24-Stunden-Betreuung muss sich langfristig auf Veränderungen einstellen

24-Stunden-Betreuung muss sich langfristig auf Veränderungen einstellen

Die Basis des bisherigen Modells der 24-Stunden-Betreuung ist ein uneingeschränkter Grenzverkehr. Die Ein- und Durchreisebestimmungen europäischer Länder ändern sich nun laufend, um die Verbreitung des COVID-19 einzudämmen. Das stellt die Pflege in Österreich vor neue Herausforderungen: es muss flexibel reagiert werden, und dafür braucht es auch flexiblere rechtliche Rahmenbedingungen.

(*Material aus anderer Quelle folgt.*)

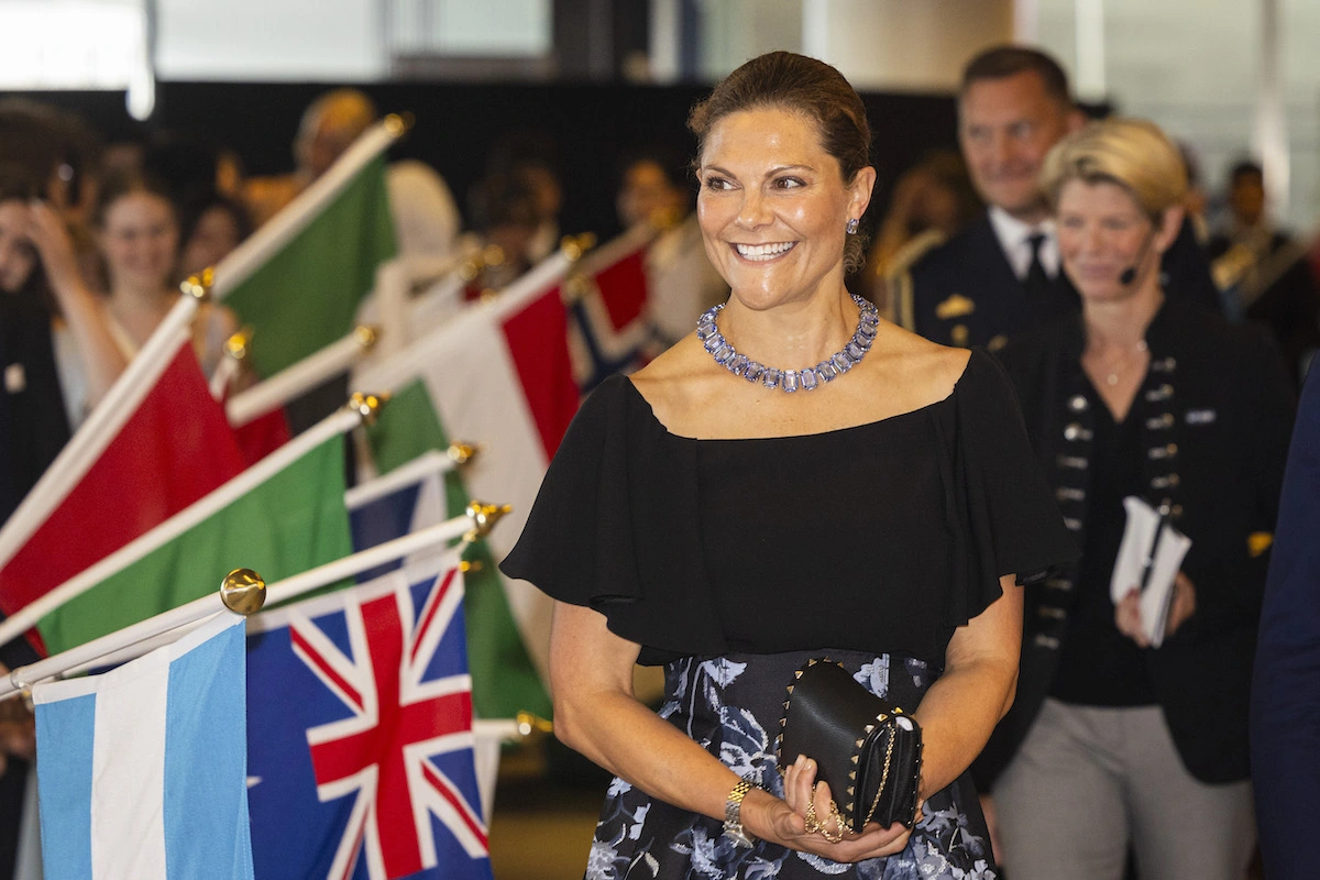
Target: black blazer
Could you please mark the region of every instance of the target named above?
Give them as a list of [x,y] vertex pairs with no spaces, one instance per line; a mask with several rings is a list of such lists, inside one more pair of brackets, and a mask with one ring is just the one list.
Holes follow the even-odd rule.
[[[1209,264],[1184,223],[1160,268],[1166,289],[1221,311]],[[985,346],[997,351],[1010,339],[1080,306],[1077,292],[1060,270],[1049,293],[1028,297],[990,224],[982,214],[952,239],[920,257],[891,284],[894,319],[945,346]]]
[[[1187,769],[1205,782],[1247,776],[1247,698],[1267,553],[1295,400],[1263,330],[1229,325],[1168,298],[1146,332],[1151,368],[1127,418],[1140,420],[1146,500],[1192,548],[1183,571],[1196,612],[1147,652],[1151,682]],[[1001,352],[1027,433],[1065,525],[1082,544],[1090,413],[1100,402],[1081,369],[1082,327],[1071,315]],[[1257,549],[1258,550],[1258,549]],[[1068,632],[1074,570],[1028,587],[1018,697],[978,759],[989,785],[1012,757],[1049,691]]]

Pflegekräfte pendeln in der 24-Stunden-Betreuung in regelmäßigen Abständen zwischen Betreuungsplatz und Heimatland. Wir haben aus den vergangenen Monaten gelernt, dass Hürden beim Grenzübertritt zur Realität geworden sind. Wir haben auch gelernt, dass Regierungen per Verordnungen Grenzen innerhalb weniger Stunden schließen: Planungen müssen daher kurzfristig abgeändert werden. All das schaffen wir nur, indem wir uns rasch auf neue Gegebenheiten einstellen.

Die Hürden im innereuropäischen Reiseverkehr macht Pflege teurer, denn die Auswirkungen sind längere Wartezeiten, weniger Reiseanbieter, erhöhte Fahrpreise, wie auch gesteigerte Kosten aufgrund medizinischer Voraussetzungen – Stichwort PCR Test als Einreisebedingung. Es wäre daher zu begrüßen, dass an Grenzübergängen nach Österreich PCR-Teststraßen eingerichtet werden, um Schnelltests durchführen zu können. Somit wäre sichergestellt, dass Pflegekräfte ihre Arbeit unverzüglich nach Ankunft bei der Betreuungsstelle aufnehmen können. Und auch Familien hätten die Absicherung, dass sie sich auf einen in Österreich durchgeführten PCR-Test verlassen können.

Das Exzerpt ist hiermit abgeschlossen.